Today was to be our last in Moscow. But first, before we departed, there was a group tour of the backstage of the Bolshoi Theatre, which just completed six years of renovations in 2011. We had considered at one point getting a couple of tickets to a performance at the Bolshoi, just to say we did. But this ambition foundered on the shoals of completely unbelievable pricing, as apparently most of the Bolshoi tickets are bought by scalpers and the minimum you’ll pay for Swan Lake is $1200. Now, I’m all for filling my head up with culture-type stuff, but using Mike-Calculus I find that I can go and see World War Z sixty times for the same amount of money and that’s with a small popcorn and soda thrown in for each visit. Plus – zombies! Now a Swan Lake with zombies, that might be something to see. The backstage tour thus became a good way to get a taste of the Bolshoi without having to pay the exorbitant prices, plus for bonus points, I don’t have to worry about staying awake during a ballet performance.
Afterwards, we repaired back to the hotel to gather our things, and meet up with the Exeter supplied transportation to the train station. Along the way to the train, Anna, our guide, decided that we still had time to catch one more sight. In this case, it was a Stalinist era hotel, the Hotel Leningradskaya, for the use of the representatives of the people from the outlying regions, who might be in Moscow on Party business. The hotel has been largely kept up to its original design and is a fine example of Imperial Stalinist architecture, or so I am told. As the pictures below attest, the adage that some animals are more equal than others held true. It’s also now a Hilton, which is, I think, the definition of irony.
On to the train. We were taking the Sapsan from Moscow to St. Petersburg. Relatively recently put into service the Sapsan is a high speed train that reduces the journey between these two cities from eight hours or so on the older trains, to four hours. People were telling us that the Sapsan is actually faster than flying, because of security, baggage, and transportation to and from the airports. Also, Sapsan means Peregrine Falcon which is, just, cool.
We enjoyed the train, it’s a very similar to other high speed trains in Europe. We were served a lunch on board, as Exeter had booked Business class seats for all of us. The meal was served airline style from a trolley, and consisted of the now usual meat starter, followed by meat main. If they could figure out a way to get meat into the dessert, I’m sure they’d do that too. Plus – meatshakes!
Upon arrival at St. Petersburg, Exeter reps met us on the platform and drove us to the Hotel Astoria, a historical hostelry in the center of the city. Location-wise, it was as good as the Ritz Carlton was in Moscow.

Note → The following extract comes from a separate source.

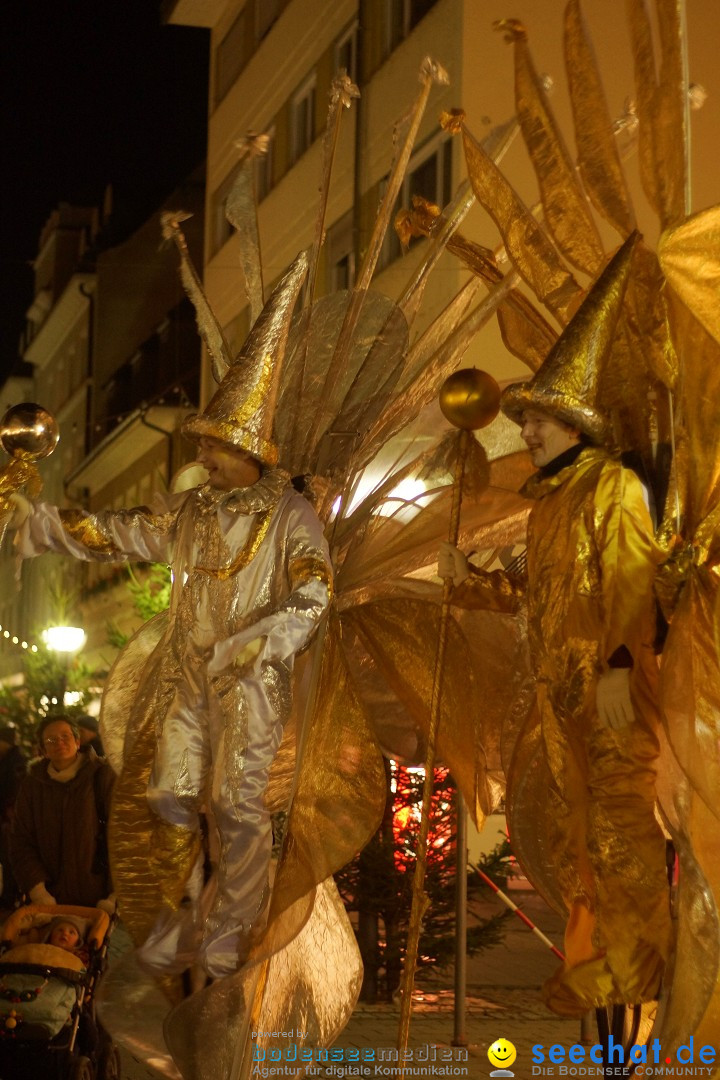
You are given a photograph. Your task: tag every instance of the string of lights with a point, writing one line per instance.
(7, 635)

The evening was taken up with another group event, a vodka and caviar tasting in the hotel restaurant. Fortunately, even though there were a fair number of group events, we had a great time in all of them, because we found our fellow travelers quite simpatico. Especially when accompanied by multiple shots of vodka, including our old friend Russian Standard Imperial, and caviar. Nom, nom, nom.
I think the tasting was supposed to last a couple of hours but we ended up, all of us, pretty much closing the restaurant. After the original vodka and caviar were gone, some wine was ordered and additional snacks. I think it goes without saying that we went to bed around midnight in a pretty mellow mood.